I knew that expression all too well, it was her doctor one. She wouldn’t let Mia die, at least not without a fight. She hooked me with a cannula to take my blood and I sat by Mia’s side. I was furious with what had happened and wanted nothing less than to kill the fucker for what he had done. His days of torture were only getting bigger by the second. I had so much pain planned to be inflicted on him that I would have to pray that he wouldn’t die from it too soon. He would feel every ounce of agony he made me feel, every ounce of despair and devastation we all felt when he took her away from us.

But for now, I needed to focus on more important things at hand and that was Mia. She was receiving my blood already, but nothing seemed to change. Mel told me last time it had an almost immediate effect and now I saw no changes. Panic filling my lungs and I felt I could drown on it.

“Stay with me, Mia.” I pleaded and let despair take over me once again.

We were alone in the room by now, so I could let all my emotions flow freely. It’s not like I was a macho guy that was afraid from crying, but showing off how heartbroken I was to my pack wasn’t going to help them cope with anything. I always tried to show off a brave face, courage and resilience, even when I didn’t feel any of it. So, I had just learned to grieve and feel my sorrows alone. I took her hand in mine and prayed with all my might for her to get better. I couldn’t lose her. It wasn’t fair.

Why put her in my path like that, without letting me know for sure if she even is my mate and take her away so suddenly?

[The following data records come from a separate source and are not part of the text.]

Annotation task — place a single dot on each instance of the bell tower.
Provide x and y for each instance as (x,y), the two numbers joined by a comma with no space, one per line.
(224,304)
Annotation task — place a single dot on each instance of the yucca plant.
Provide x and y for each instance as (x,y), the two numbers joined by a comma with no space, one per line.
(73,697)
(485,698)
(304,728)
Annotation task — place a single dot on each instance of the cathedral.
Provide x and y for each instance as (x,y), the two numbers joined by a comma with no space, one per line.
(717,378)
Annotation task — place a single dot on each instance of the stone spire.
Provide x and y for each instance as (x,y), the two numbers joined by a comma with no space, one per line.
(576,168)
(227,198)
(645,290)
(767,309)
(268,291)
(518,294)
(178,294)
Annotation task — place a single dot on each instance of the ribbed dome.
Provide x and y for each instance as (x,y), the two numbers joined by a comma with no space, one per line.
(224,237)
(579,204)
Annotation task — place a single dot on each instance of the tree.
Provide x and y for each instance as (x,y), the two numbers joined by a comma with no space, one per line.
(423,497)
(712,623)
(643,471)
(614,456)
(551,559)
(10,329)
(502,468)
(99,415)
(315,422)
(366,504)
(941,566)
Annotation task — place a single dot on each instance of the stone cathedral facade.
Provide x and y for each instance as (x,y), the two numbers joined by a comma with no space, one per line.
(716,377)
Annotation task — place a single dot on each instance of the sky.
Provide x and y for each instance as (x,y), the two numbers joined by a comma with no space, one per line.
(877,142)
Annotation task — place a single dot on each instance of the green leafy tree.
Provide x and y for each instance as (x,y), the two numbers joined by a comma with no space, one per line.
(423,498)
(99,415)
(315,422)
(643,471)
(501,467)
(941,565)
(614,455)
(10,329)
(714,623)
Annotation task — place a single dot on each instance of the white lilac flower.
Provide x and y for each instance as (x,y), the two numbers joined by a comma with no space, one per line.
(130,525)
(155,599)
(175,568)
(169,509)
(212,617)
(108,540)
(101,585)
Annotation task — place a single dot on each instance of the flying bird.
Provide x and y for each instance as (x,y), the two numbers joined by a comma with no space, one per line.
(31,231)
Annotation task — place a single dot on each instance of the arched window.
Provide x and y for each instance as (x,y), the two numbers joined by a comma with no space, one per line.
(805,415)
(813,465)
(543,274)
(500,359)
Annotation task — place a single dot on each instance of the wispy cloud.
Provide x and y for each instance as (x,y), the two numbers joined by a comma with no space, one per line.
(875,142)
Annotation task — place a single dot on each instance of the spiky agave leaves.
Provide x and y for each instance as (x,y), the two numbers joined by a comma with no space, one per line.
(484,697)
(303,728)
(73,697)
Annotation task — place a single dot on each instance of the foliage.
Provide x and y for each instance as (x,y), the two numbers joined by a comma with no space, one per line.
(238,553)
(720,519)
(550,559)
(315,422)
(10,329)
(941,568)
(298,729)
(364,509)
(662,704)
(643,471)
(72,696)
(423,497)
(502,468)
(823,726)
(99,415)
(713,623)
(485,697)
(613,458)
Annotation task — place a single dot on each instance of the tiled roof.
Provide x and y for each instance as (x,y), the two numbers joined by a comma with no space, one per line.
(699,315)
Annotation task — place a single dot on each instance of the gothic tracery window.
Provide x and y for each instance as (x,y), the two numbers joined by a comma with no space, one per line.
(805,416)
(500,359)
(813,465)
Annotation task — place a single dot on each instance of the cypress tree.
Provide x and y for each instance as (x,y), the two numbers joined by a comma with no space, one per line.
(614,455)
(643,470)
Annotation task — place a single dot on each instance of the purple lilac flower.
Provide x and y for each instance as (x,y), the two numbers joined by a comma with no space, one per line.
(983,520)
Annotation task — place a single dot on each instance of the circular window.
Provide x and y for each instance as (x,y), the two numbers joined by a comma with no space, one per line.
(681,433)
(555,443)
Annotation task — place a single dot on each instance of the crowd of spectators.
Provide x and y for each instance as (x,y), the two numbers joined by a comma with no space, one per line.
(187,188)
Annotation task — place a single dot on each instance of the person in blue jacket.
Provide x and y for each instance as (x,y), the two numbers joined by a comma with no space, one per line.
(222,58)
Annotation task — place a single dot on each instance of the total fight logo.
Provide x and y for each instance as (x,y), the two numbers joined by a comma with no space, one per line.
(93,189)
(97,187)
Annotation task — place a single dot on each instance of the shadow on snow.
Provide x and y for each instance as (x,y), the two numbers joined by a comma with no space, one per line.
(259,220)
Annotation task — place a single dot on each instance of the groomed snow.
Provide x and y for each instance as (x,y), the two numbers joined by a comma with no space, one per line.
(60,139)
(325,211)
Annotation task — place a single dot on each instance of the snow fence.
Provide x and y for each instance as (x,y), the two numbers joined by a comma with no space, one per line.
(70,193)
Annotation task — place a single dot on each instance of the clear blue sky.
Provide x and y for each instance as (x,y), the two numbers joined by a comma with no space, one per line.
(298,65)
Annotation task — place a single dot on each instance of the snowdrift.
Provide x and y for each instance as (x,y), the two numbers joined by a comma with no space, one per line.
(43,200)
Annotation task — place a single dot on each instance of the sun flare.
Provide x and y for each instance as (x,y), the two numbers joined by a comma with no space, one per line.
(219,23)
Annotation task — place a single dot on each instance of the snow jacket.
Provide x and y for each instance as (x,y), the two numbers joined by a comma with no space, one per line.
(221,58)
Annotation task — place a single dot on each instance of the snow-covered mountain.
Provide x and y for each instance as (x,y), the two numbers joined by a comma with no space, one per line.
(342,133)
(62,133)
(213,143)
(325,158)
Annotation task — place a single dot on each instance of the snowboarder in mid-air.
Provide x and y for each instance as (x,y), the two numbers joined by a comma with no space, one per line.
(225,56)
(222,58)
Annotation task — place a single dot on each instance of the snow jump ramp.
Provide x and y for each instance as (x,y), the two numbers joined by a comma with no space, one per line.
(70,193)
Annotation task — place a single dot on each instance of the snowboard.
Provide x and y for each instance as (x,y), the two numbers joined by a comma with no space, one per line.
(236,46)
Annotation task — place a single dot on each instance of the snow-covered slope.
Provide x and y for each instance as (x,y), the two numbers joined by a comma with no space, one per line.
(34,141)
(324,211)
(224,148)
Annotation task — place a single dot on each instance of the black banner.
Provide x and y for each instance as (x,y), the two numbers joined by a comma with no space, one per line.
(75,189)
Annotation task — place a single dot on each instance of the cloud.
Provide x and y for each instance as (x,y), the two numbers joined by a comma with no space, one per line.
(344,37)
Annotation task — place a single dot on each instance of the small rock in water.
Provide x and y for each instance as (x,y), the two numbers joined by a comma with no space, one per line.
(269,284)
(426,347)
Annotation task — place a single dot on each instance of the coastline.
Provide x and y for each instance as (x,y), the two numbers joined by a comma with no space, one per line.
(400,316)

I questioned the Moon Goddess herself. How could she be so cold hearted towards our family. She had already made Kyle suffer the death of his mate and almost perish himself. My mother had suffered countless times in the hands of my father. Was that it? Were we paying for his sins? How could that be fair?

I fell asleep like that, holding Mia’s hand in mine and resting my head on her arm. I was vaguely aware that my sister came back at some point to check on her. I didn’t bother paying attention to what she said and when she tried to take the needle out of my arm, I growled at her. I didn’t care if I had to give Mia all my blood so she could have a chance to survive this. I would do whatever was necessary. Mel tried again and one more time I warned her with a low growl. If she tried something I wouldn’t hesitate in biting her hand off.

Later that day someone brought me food and water. I didn’t feel like eating anything, but I also knew that if I wanted to keep giving Mia my blood, I needed to be okay enough to do it, so I ate and drank all of what was brought to me throughout the day. Night came again and my despair only grew stronger. Why wasn’t she better yet? She should be better. I needed her to be better.

“Come back to me.” I begged in a whisper, holding her hand close to my lips.

And then everything changed.

I felt her squeeze my hand back. It wasn’t strong or anything, but I felt it.